Foundation models support the following parameters to control randomness and diversity in the 
response.

**Temperature** – Large language models use probability to construct the words in a sequence. For any 
given next word, there is a probability distribution of options for the next word in the sequence. When 
you set the temperature closer to zero, the model tends to select the higher-probability words. When 
you set the temperature further away from zero, the model may select a lower-probability word.

In technical terms, the temperature modulates the probability density function for the next tokens, 
implementing the temperature sampling technique. This parameter can deepen or flatten the density 
function curve. A lower value results in a steeper curve with more deterministic responses, and a higher 
value results in a flatter curve with more random responses.

**Top K** – Temperature defines the probability distribution of potential words, and Top K defines the cut 
off where the model no longer selects the words. For example, if K=50, the model selects from 50 of the 
most probable words that could be next in a given sequence. This reduces the probability that an unusual 
word gets selected next in a sequence.
In technical terms, Top K is the number of the highest-probability vocabulary tokens to keep for Top-
K-filtering - This limits the distribution of probable tokens, so the model chooses one of the highest-
probability tokens.

**Top P** – Top P defines a cut off based on the sum of probabilities of the potential choices. If you set Top 
P below 1.0, the model considers the most probable options and ignores less probable ones. Top P is 
similar to Top K, but instead of capping the number of choices, it caps choices based on the sum of their 
probabilities.
For the example prompt "I hear the hoof beats of ," you may want the model to provide "horses," 
"zebras" or "unicorns" as the next word. If you set the temperature to its maximum, without capping 
Top K or Top P, you increase the probability of getting unusual results such as "unicorns." If you set the 
temperature to 0, you increase the probability of "horses." If you set a high temperature and set Top K or 
Top P to the maximum, you increase the probability of "horses" or "zebras," and decrease the probability 
of "unicorns."

### Length

The following parameters control the length of the generated response.

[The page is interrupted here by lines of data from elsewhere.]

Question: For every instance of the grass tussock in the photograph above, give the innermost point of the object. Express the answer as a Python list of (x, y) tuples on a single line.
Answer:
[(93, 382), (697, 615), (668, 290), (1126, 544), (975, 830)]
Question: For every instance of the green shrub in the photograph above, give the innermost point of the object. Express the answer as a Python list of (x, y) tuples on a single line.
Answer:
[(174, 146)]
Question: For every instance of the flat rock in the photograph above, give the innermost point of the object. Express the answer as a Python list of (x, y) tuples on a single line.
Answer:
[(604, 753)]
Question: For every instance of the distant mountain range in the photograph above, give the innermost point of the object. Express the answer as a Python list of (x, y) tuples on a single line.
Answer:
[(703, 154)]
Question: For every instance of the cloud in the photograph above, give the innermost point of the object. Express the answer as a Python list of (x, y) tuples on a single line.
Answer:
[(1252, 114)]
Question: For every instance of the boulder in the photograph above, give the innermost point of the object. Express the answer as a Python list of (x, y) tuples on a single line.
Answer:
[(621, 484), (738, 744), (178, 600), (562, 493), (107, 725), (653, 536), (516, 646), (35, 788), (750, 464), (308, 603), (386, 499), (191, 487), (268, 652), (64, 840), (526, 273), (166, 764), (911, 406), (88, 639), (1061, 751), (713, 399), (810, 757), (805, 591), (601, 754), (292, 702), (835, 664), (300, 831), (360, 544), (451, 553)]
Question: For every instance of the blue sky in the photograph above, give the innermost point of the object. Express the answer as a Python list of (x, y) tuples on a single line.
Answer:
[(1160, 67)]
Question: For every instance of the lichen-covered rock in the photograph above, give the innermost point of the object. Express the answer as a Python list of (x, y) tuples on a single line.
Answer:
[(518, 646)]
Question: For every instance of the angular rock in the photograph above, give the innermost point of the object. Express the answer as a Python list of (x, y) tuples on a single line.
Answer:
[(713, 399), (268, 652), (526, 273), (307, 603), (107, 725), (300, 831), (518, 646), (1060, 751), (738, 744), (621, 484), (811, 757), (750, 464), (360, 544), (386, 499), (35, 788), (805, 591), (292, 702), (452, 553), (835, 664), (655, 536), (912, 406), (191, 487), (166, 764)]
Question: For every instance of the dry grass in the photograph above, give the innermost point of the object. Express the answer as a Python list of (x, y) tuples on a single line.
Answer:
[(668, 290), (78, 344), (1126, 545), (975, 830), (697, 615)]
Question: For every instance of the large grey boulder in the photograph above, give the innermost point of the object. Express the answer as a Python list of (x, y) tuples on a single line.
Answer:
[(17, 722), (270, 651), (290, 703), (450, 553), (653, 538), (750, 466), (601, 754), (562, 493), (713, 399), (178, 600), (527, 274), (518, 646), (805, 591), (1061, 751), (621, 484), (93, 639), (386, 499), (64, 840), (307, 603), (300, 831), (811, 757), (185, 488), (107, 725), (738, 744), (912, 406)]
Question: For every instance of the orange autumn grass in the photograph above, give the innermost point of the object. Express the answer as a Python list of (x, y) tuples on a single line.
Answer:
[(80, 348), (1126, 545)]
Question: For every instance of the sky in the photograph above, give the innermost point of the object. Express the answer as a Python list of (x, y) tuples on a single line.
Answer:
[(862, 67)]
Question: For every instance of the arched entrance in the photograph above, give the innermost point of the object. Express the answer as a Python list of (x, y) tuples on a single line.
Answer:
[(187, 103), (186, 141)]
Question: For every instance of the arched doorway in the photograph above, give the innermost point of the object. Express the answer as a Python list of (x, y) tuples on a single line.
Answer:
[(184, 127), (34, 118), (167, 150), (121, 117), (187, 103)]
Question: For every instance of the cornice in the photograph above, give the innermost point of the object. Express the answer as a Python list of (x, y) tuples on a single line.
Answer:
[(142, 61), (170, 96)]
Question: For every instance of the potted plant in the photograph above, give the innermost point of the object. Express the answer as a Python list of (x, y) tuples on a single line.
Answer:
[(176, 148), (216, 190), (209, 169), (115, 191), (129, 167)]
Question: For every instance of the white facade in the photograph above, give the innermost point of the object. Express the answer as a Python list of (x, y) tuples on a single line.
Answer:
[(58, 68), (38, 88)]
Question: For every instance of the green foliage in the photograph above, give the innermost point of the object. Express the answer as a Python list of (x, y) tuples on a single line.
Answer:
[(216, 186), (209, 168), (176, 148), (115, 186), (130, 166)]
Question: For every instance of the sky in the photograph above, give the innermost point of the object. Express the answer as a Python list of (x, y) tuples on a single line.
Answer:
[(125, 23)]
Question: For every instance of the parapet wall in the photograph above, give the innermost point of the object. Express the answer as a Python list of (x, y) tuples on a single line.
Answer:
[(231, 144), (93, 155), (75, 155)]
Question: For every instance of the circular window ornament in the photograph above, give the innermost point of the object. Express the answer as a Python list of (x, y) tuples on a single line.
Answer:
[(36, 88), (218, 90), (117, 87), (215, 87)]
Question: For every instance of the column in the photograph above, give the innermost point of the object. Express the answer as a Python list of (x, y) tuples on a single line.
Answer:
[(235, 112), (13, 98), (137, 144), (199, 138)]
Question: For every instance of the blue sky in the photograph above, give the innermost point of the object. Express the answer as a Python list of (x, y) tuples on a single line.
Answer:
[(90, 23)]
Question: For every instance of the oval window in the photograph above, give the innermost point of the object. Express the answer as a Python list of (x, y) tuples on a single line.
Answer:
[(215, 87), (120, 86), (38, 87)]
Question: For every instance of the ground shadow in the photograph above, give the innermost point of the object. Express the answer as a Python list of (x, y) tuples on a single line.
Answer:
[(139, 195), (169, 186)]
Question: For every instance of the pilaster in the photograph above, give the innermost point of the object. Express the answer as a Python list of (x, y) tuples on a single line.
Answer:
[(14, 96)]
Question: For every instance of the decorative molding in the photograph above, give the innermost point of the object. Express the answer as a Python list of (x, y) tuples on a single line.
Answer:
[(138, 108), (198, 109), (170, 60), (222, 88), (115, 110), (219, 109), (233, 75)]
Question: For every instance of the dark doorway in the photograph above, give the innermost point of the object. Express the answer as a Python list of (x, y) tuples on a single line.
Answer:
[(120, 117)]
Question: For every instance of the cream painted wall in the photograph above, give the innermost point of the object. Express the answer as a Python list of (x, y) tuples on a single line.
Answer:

**Response length** – Configures the minimum and maximum number of tokens to use in the generated 
response.

**Length penalty** – Length penalty optimizes the model to be more concise in its output by penalizing 
longer responses. Length penalty differs from response length as the response length is a hard cut off for 
the minimum or maximum response length.

In technical terms, the length penalty penalizes the model exponentially for lengthy responses. 0.0 
means no penalty. Set a value less than 0.0 for the model to generate longer sequences, or set a value 
greater than 0.0 for the model to produce shorter sequences.

### Repetitions

The following parameters help control repetition in the generated response.

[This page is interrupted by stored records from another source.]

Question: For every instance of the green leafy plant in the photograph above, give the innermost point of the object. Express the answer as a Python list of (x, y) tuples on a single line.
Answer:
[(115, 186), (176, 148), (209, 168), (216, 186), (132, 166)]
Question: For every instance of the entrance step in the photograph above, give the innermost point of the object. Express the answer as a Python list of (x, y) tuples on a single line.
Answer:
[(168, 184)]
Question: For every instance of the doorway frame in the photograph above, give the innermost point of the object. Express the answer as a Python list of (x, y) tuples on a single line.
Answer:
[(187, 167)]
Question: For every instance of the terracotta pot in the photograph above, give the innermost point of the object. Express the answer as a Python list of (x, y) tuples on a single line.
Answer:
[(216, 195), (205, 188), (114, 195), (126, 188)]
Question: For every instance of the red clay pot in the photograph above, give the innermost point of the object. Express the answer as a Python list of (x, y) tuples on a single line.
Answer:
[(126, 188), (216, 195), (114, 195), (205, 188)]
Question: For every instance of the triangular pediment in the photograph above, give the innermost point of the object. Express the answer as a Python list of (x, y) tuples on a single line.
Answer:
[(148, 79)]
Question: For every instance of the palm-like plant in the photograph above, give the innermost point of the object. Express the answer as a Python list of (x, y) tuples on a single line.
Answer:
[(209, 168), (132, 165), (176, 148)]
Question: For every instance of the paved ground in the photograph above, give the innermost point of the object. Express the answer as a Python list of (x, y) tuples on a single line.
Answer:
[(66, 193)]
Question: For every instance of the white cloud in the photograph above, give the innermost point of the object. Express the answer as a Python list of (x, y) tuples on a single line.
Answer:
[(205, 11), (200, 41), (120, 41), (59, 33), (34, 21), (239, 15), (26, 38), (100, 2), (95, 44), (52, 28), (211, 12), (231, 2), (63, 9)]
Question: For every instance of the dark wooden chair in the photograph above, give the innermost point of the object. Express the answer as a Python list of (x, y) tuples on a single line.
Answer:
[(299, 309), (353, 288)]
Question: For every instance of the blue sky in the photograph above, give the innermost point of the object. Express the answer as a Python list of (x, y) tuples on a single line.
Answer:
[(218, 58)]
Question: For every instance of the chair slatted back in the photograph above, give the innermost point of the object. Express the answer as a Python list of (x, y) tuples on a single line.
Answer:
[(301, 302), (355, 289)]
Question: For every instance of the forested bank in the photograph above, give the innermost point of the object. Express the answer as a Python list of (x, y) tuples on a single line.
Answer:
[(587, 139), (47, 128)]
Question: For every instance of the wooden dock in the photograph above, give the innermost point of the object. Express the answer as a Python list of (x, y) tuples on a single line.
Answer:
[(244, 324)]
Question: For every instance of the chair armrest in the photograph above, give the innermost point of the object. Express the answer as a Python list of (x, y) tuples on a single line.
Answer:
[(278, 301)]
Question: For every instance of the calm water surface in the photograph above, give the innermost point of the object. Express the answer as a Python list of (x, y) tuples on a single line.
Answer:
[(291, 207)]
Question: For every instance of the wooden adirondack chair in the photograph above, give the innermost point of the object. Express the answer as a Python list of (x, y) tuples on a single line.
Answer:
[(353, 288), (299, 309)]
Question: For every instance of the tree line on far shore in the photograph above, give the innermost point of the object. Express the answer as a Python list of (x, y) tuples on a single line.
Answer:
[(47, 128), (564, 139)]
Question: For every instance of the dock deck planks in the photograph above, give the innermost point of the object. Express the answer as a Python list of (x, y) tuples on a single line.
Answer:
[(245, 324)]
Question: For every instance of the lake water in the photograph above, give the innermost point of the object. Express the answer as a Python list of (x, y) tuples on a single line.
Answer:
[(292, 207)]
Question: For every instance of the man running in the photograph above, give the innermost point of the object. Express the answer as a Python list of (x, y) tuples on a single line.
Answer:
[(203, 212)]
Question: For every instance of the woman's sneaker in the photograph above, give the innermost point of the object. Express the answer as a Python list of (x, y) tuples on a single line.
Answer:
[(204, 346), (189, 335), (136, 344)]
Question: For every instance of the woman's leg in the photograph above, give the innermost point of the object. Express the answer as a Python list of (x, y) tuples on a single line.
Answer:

**Repetition penalty (presence penalty)** – Prevents repetitions of the same words (tokens) in responses. 
1.0 means no penalty. Greater than 1.0 decreases repetition.

### Bedrock Anthropic Claude

In [103]:
import boto3
import json 
import sqlite3
bedrock = boto3.client(service_name="bedrock", region_name="us-west-2")
bedrock_runtime = boto3.client(service_name="bedrock-runtime", region_name="us-west-2")

In [104]:
model ="anthropic.claude-3-sonnet-20240229-v1:0"

In [105]:
#model ="anthropic.claude-3-haiku-20240307-v1:0"

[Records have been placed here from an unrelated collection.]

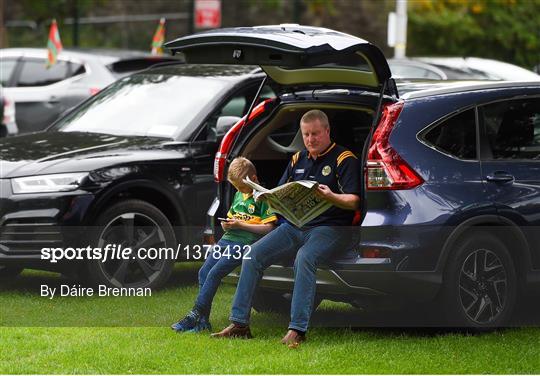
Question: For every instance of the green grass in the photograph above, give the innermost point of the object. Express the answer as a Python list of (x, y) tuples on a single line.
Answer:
[(131, 335)]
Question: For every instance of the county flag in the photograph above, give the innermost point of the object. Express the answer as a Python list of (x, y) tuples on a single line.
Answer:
[(159, 38), (54, 45)]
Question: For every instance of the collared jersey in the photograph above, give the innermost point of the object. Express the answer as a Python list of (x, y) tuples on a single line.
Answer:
[(245, 208), (338, 168)]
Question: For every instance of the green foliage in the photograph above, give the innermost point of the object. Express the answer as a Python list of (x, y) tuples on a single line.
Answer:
[(507, 30)]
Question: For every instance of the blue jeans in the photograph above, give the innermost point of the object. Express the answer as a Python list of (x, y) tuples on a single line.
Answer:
[(213, 271), (311, 247)]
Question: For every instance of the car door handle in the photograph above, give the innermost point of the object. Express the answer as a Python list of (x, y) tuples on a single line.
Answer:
[(500, 177)]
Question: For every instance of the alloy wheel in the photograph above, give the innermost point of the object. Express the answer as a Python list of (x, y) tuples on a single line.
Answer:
[(483, 283), (135, 231)]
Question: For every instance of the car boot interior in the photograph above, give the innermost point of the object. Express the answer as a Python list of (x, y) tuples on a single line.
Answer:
[(272, 144)]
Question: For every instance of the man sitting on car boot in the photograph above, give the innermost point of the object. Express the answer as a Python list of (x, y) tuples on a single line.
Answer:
[(337, 170)]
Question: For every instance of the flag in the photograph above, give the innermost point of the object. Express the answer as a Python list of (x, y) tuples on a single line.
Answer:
[(54, 45), (159, 38)]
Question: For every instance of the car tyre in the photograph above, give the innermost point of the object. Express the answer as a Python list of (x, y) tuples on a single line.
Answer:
[(480, 285), (135, 224)]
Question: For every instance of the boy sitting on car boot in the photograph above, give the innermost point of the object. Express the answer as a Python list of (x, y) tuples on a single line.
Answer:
[(338, 172), (246, 222)]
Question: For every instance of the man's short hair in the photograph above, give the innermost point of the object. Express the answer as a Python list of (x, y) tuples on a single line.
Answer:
[(313, 115), (240, 168)]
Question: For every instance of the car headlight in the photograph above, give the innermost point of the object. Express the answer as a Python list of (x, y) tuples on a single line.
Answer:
[(48, 183)]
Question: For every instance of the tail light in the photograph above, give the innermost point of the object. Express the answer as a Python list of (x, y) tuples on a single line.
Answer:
[(230, 136), (385, 169)]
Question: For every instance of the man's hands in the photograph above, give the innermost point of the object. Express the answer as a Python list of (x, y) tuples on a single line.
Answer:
[(346, 201), (257, 228), (231, 224), (325, 192)]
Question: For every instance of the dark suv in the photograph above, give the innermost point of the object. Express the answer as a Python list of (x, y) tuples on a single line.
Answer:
[(451, 205), (130, 166)]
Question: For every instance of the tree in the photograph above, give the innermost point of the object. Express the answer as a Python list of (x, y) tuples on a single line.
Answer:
[(507, 30)]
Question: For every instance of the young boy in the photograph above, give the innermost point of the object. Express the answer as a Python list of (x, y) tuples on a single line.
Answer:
[(246, 222)]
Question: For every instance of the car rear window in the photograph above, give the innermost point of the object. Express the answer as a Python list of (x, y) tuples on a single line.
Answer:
[(455, 136), (513, 128)]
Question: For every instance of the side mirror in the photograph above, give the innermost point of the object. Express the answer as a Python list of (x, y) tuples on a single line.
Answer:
[(224, 123)]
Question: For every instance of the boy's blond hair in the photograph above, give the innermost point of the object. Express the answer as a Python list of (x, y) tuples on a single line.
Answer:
[(240, 168)]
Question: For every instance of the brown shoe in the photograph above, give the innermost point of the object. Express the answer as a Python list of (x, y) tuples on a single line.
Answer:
[(293, 339), (233, 331)]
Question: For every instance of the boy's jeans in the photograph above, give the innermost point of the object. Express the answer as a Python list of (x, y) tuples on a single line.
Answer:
[(213, 271), (311, 246)]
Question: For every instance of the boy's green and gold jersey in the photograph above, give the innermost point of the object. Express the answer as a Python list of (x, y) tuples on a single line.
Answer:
[(244, 208)]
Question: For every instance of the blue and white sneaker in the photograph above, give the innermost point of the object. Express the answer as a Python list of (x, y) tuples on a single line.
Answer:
[(202, 324), (187, 323)]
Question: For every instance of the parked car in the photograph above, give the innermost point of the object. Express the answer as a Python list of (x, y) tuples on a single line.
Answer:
[(457, 68), (134, 159), (467, 68), (8, 126), (411, 69), (451, 200), (42, 94)]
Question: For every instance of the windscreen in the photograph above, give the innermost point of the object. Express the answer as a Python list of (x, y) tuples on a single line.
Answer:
[(157, 105)]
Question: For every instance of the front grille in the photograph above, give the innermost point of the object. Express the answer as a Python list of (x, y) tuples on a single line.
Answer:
[(29, 235)]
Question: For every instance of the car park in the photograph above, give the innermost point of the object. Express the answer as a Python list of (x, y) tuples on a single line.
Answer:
[(41, 94), (458, 68), (451, 200), (133, 160), (411, 69)]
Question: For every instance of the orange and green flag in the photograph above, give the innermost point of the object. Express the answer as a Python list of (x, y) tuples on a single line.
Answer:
[(159, 38), (54, 45)]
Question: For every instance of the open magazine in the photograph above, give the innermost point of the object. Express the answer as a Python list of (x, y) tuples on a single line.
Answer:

### Import a Test Database
We'll import a test database using SQLite and populate it with sample data:

In [106]:
# Connect to the test database
conn = sqlite3.connect("data/northwind.db")
cursor = conn.cursor()

In [107]:
def get_table_names(conn):
    """Return a list of table names."""
    table_names = []
    tables = conn.execute("SELECT name FROM sqlite_master WHERE type='table';")
    for table in tables.fetchall():
        table_names.append(table[0])
    return table_names


def get_column_names(conn, table_name):
    """Return a list of column names."""
    column_names = []
    columns = conn.execute(f"PRAGMA table_info('{table_name}');").fetchall()
    for col in columns:
        column_names.append(col[1])
    return column_names


def get_database_info(conn):
    """Return a list of dicts containing the table name and columns for each table in the database."""
    table_dicts = []
    for table_name in get_table_names(conn):
        columns_names = get_column_names(conn, table_name)
        table_dicts.append({"table_name": table_name, "column_names": columns_names})
    return table_dicts

In [108]:
database_schema_dict = get_database_info(conn)
database_schema_string = "\n".join(
    [
        f"Table: {table['table_name']}\nColumns: {', '.join(table['column_names'])}"
        for table in database_schema_dict
    ]
)
schema = database_schema_string
print (schema)

Table: Categories
Columns: CategoryID, CategoryName, Description, Picture
Table: sqlite_sequence
Columns: name, seq
Table: CustomerCustomerDemo
Columns: CustomerID, CustomerTypeID
Table: CustomerDemographics
Columns: CustomerTypeID, CustomerDesc
Table: Customers
Columns: CustomerID, CompanyName, ContactName, ContactTitle, Address, City, Region, PostalCode, Country, Phone, Fax
Table: Employees
Columns: EmployeeID, LastName, FirstName, Title, TitleOfCourtesy, BirthDate, HireDate, Address, City, Region, PostalCode, Country, HomePhone, Extension, Photo, Notes, ReportsTo, PhotoPath
Table: EmployeeTerritories
Columns: EmployeeID, TerritoryID
Table: Order Details
Columns: OrderID, ProductID, UnitPrice, Quantity, Discount
Table: Orders
Columns: OrderID, CustomerID, EmployeeID, OrderDate, RequiredDate, ShippedDate, ShipVia, Freight, ShipName, ShipAddress, ShipCity, ShipRegion, ShipPostalCode, ShipCountry
Table: Products
Columns: ProductID, ProductName, SupplierID, CategoryID, QuantityPerUnit, U

In [109]:
# Example natural language question
query = "What are the first 10 customer contact name and corresponding orders who makes the most orders?"
# Send the question to Claude and get the SQL query

In [110]:
prompt = f"""Here is the schema for a database:

{schema}

Given this schema, can you output a SQL query to answer the following question? Only output the SQL query and nothing else.

Question: {query}
"""

### Generating SQL Queries with Claude
Now, let's define a function to send a natural language question to Claude and get the generated SQL query:

In [111]:
def pretty_print_conversation(messages):
    role_to_color = {
        "system": "red",
        "user": "green",
        "assistant": "blue",
        "assistant_response": "magenta",
        "function": "magenta",
    }
    #print (messages)
    for message in messages:
        if message["role"] == "system":
            print(colored(f"system:{message['content'][0]['text']}\n", role_to_color[message["role"]]))
        elif message["role"] == "user":
            print(colored(f"{message['content'][0]['text']}\n", role_to_color[message["role"]]))
        elif message["role"] == "assistant" and message.get("type")=="message":
            print(colored(f"{message['content'][0]['text'].strip()}\n", role_to_color[message["role"]+"_response"]))
        elif message["role"] == "assistant" and not message.get("type")=="message":
            print(colored(f"{message['content'][0]['text']}\n", role_to_color[message["role"]]))        
        elif message["role"] == "function":
            print(colored(f"function ({message['name']}): {message['content'][0]['text']}\n", role_to_color[message["role"]]))


In [112]:
import botocore,time
accept = "application/json"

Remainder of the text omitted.